Global stock markets extended their gains on Tuesday as a strong rebound in semiconductor stocks boosted investor confidence, helping Wall Street futures move higher and sparking a broad rally across major Asian exchanges. Futures tied to the S&P 500 climbed 0.26%, while Nasdaq 100 futures gained 0.55%, signaling continued optimism following a technology-led recovery in U.S. markets.
The rally was particularly pronounced in Asia, where South Korea’s Kospi index surged an impressive 8.18% after suffering losses in the previous session. Japan’s Nikkei 225 also posted strong gains of more than 2%, closing above 65,400 points. Meanwhile, China’s CSI 300 advanced 1.87%, Hong Kong’s Hang Seng Index edged higher, and Australia’s benchmark S&P/ASX 200 slipped slightly, reflecting mixed regional sentiment.
On Wall Street, chipmakers and artificial intelligence-related stocks were the primary drivers of Monday’s market recovery. The S&P 500 rose 0.3%, while the tech-heavy Nasdaq Composite gained 0.86%, recovering part of last week’s losses. However, the Dow Jones Industrial Average moved in the opposite direction, falling 0.16% as investors remained selective amid ongoing economic and geopolitical uncertainties.
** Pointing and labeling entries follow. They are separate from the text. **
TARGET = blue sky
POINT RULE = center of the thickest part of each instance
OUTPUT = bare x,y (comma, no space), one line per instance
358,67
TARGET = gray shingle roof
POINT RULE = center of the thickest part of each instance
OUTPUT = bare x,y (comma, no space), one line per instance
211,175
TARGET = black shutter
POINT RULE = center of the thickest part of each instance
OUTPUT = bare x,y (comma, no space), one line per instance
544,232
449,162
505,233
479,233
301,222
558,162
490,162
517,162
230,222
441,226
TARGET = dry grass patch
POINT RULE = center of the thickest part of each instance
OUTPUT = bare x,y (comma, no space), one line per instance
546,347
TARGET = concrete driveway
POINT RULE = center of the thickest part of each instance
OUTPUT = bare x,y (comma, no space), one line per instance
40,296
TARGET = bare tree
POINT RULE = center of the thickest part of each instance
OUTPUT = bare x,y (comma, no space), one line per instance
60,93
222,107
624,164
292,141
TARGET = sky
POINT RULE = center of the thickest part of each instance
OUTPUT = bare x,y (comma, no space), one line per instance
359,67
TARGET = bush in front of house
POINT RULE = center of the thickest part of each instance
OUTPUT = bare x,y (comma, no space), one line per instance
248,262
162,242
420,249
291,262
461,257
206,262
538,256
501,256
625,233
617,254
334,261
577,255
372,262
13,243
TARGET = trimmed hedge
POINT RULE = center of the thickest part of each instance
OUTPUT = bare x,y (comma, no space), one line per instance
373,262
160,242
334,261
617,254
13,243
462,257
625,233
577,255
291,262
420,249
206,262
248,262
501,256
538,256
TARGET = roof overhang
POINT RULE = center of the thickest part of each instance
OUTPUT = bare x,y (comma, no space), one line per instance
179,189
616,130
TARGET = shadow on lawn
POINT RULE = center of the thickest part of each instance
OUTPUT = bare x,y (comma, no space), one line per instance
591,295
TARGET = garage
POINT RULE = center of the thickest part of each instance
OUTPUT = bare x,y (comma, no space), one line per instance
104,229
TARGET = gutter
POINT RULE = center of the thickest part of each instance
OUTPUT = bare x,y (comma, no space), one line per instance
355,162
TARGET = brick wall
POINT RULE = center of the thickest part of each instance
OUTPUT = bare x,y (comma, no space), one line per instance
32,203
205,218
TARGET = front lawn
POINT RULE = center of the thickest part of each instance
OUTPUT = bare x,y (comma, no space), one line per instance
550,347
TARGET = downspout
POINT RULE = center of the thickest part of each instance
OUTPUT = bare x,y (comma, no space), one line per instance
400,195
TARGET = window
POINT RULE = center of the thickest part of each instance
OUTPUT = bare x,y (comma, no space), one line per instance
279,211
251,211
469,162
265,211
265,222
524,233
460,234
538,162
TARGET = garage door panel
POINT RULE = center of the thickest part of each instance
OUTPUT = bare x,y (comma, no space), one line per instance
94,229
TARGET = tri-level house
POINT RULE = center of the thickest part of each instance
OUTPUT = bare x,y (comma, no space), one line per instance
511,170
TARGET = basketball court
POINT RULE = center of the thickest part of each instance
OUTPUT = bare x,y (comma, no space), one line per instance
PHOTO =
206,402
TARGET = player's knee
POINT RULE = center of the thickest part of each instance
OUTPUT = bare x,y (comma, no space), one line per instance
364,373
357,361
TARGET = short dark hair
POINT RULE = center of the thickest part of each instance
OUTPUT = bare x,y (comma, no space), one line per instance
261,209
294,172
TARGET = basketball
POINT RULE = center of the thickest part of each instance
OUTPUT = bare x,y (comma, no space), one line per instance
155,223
Despite the renewed enthusiasm surrounding AI and semiconductor companies, some market analysts warned that the rally may face challenges over the long term. Brian Kersmanc, portfolio manager at GQG Partners, questioned whether current valuations can be sustained, noting that rapid price increases in certain segments of the chip industry resemble commodity market booms that may eventually cool as supply catches up with demand.
Investors are also keeping a close eye on geopolitical developments in the Middle East. While Iran announced a halt to military strikes against Israel, tensions remain elevated after both sides exchanged warnings over potential future actions. Alongside these concerns, markets are awaiting key U.S. economic data and corporate earnings reports from major companies, which could provide fresh direction for global equities in the days ahead.